European Central Bank President Mario Draghi offered a vigorous defence of the bank’s bond-buying plans to a sceptical German audience on Tuesday and said it was now up to governments to follow up with decisive policy steps of their own.
Speaking at a conference of the Federation of German Industries (BDI) in Berlin, Draghi described the ECB’s plan, unveiled earlier this month, to buy the sovereign bonds of stricken euro members as a “bridge” rather than a solution to the three-year old crisis haunting the currency bloc.
And he cautioned euro zone leaders against complacency, saying they must seize on the improved sentiment generated by the ECB to press ahead with reforms and closer integration.
“The current improvement in sentiment does not mean everything is solved,” Draghi said in his first major policy speech in Germany since his plan, dubbed “Outright Monetary Transactions” unleashed a storm of criticism here.
“The ECB’s action can only be the bridge to the future.

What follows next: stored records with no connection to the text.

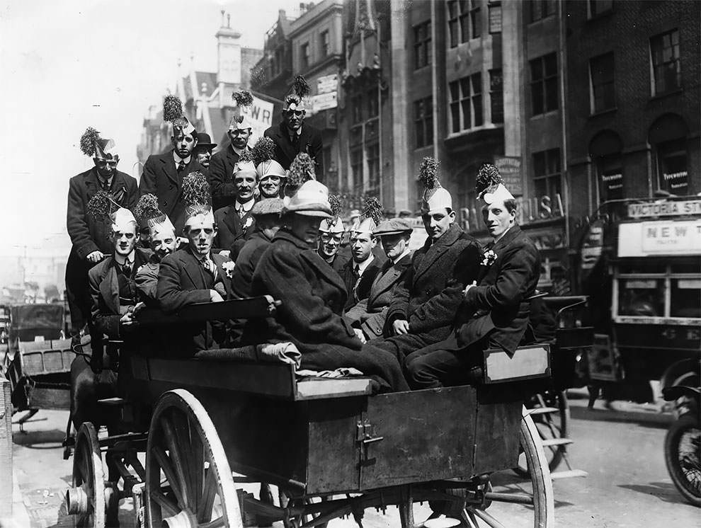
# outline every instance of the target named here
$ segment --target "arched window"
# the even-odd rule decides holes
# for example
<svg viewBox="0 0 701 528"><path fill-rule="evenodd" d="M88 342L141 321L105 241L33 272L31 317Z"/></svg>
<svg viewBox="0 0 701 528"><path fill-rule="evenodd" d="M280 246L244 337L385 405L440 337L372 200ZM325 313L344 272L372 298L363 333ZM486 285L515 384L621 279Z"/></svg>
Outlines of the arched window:
<svg viewBox="0 0 701 528"><path fill-rule="evenodd" d="M648 135L659 190L682 196L689 193L688 132L684 120L676 114L666 114L650 127Z"/></svg>
<svg viewBox="0 0 701 528"><path fill-rule="evenodd" d="M602 130L589 143L599 203L625 197L622 150L623 142L612 130Z"/></svg>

The project must be completed through decisive actions by governments both individually and colllectively.”
Draghi’s bond-buying plan was opposed by the influential German Bundesbank, whose chief Jens Weidmann has suggested Draghi’s steps represent a violation of the ECB’s mandate for ensuring price stability.
The Italian ECB chief said he had “enormous respect” for the Bundesbank and made clear that he and his colleagues on the ECB’s policy-making Governing Council shared many of its concerns. Where they differed, he said, was in how to respond.
“In the current circumstances, the greatest risk to stability is not action, it’s inaction, this is why the ECB has acted,” Draghi said.
Draghi rejected Weidmann’s contention that the bond-buying programme amounts to financing of governments, saying the euro area had experienced a “very severe fragmentation” in recent months, characterised by diverging borrowing costs that reflected “unfounded” fears of a euro zone breakup.
“The ECB’s Governing Council therefore faced a choice: to accept this situation and allow the singleness of its monetary policy to be undermined; or to take actions within its mandate to restore the normal transmission of monetary policy across all parts of the euro area. We decided in favour of the latter.”